I'm Physically and Mentally Wiped Out

My life is beautiful. I'm so grateful.

So I don't want to complain about anything.

I have shared things about my health over the course of the past fifteen years (fifteen years!) of this blog, as well as the book that preceded it in 2010. The book is the source of the name of my peculiar "space" on the internet. There's no small irony in this name.

I write, record quotations, and do artistic projects here. Everything is rough and provisional. Perhaps this is all I can accomplish with my talents and efforts in this life. It's becoming more of a strain to write, or to express what I want to say. Even reading is getting harder. I've always been able to read. Now, it seems to tire me out too easily.

Meanwhile, I feel bombarded with more and more of the noise of (mostly useless) pseudo-analysis and arguments about everything. It's hard to keep up with what matters, what falls within the range of my responsibility in the world around me. In civil society, as "things fall apart" more rapidly and extensively every day, I cannot escape the obscurity and sorrow that fill the atmosphere like dense clouds.

And now the frozen air of January has arrived with rage, and here in Virginia we are frozen into our homes. I'm no longer able to deal with the cold. I can't take my beloved walks. The cold cripples me. And the electric space heaters in our drafty house struggle in these temperatures.

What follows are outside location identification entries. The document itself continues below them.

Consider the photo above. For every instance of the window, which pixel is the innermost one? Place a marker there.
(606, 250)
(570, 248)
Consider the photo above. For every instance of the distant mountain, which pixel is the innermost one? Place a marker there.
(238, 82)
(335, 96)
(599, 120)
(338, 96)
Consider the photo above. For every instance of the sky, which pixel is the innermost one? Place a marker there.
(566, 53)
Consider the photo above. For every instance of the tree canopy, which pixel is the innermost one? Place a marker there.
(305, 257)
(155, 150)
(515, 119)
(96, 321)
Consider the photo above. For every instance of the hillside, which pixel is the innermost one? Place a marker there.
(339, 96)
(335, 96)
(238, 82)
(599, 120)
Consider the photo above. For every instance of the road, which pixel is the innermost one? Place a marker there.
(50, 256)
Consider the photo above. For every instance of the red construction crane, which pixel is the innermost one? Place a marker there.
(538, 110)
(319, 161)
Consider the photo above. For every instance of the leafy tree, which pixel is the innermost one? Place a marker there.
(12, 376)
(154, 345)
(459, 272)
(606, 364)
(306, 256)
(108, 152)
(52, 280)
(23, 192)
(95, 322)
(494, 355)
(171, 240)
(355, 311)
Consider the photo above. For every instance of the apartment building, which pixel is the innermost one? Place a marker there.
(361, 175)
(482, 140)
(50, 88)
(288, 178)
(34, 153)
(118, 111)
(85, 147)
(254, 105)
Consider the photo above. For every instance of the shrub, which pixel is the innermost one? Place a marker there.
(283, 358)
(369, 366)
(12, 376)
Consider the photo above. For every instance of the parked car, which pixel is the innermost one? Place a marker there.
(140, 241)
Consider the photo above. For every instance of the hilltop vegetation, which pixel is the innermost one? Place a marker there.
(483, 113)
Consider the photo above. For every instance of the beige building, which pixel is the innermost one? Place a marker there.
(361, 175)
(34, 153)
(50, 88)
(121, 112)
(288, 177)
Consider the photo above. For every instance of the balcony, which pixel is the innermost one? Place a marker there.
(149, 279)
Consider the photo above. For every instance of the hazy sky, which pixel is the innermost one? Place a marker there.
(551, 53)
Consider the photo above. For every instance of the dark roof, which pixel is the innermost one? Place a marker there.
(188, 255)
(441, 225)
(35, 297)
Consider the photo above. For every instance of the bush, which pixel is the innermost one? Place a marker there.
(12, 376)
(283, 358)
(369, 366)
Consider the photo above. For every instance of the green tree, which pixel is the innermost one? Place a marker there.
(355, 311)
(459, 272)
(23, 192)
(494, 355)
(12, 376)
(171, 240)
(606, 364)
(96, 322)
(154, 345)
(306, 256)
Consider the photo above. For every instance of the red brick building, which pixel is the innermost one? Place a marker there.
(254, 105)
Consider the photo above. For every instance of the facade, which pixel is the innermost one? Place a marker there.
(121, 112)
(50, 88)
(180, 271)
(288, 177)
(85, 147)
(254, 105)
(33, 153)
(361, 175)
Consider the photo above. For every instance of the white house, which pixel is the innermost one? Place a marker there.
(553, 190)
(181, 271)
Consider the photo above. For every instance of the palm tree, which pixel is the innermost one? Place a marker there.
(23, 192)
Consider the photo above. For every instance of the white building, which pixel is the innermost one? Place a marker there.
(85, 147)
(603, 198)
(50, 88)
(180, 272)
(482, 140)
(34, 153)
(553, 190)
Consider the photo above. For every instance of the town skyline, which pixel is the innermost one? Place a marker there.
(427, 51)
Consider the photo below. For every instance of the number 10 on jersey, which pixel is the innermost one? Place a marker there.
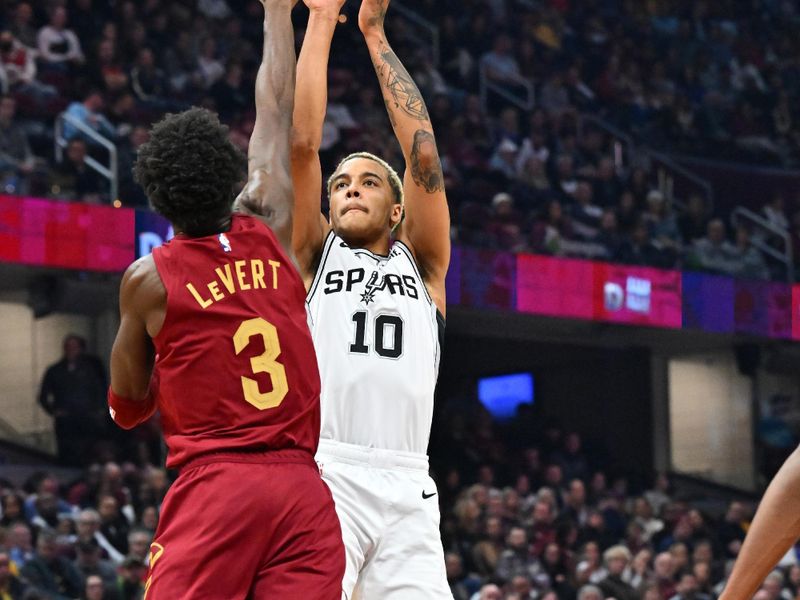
(388, 335)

What concerns me most is that it sometimes seems like my mind is beginning to fail me (I should say, that part of my mind that didn't already break down years ago). Perhaps God wills to permit me to endure a further affliction that will leave me powerless. Thus I might experience more concretely the fact that my value as a person depends entirely on God's love.

It's would be very hard to endure such a thing. But I'm not going to worry about that; as long as I'm able, I'll continue to write and study, seek to understand others and share their burdens in solidarity, pray from the heart for those who suffer all the inscrutable agonies that sin brings down upon the world, try to "teach" and mentor the younger generations as best I can, and - also - rest more and worry less: be grateful for my beloved wife who is so precious to me; love and appreciate and pray for the needs of our grown-up kids; watch the grandchildren play, or read to them, or gaze in wonder at their new faces.

I'm so grateful. I'm also often in pain and very tired. Please pray for me.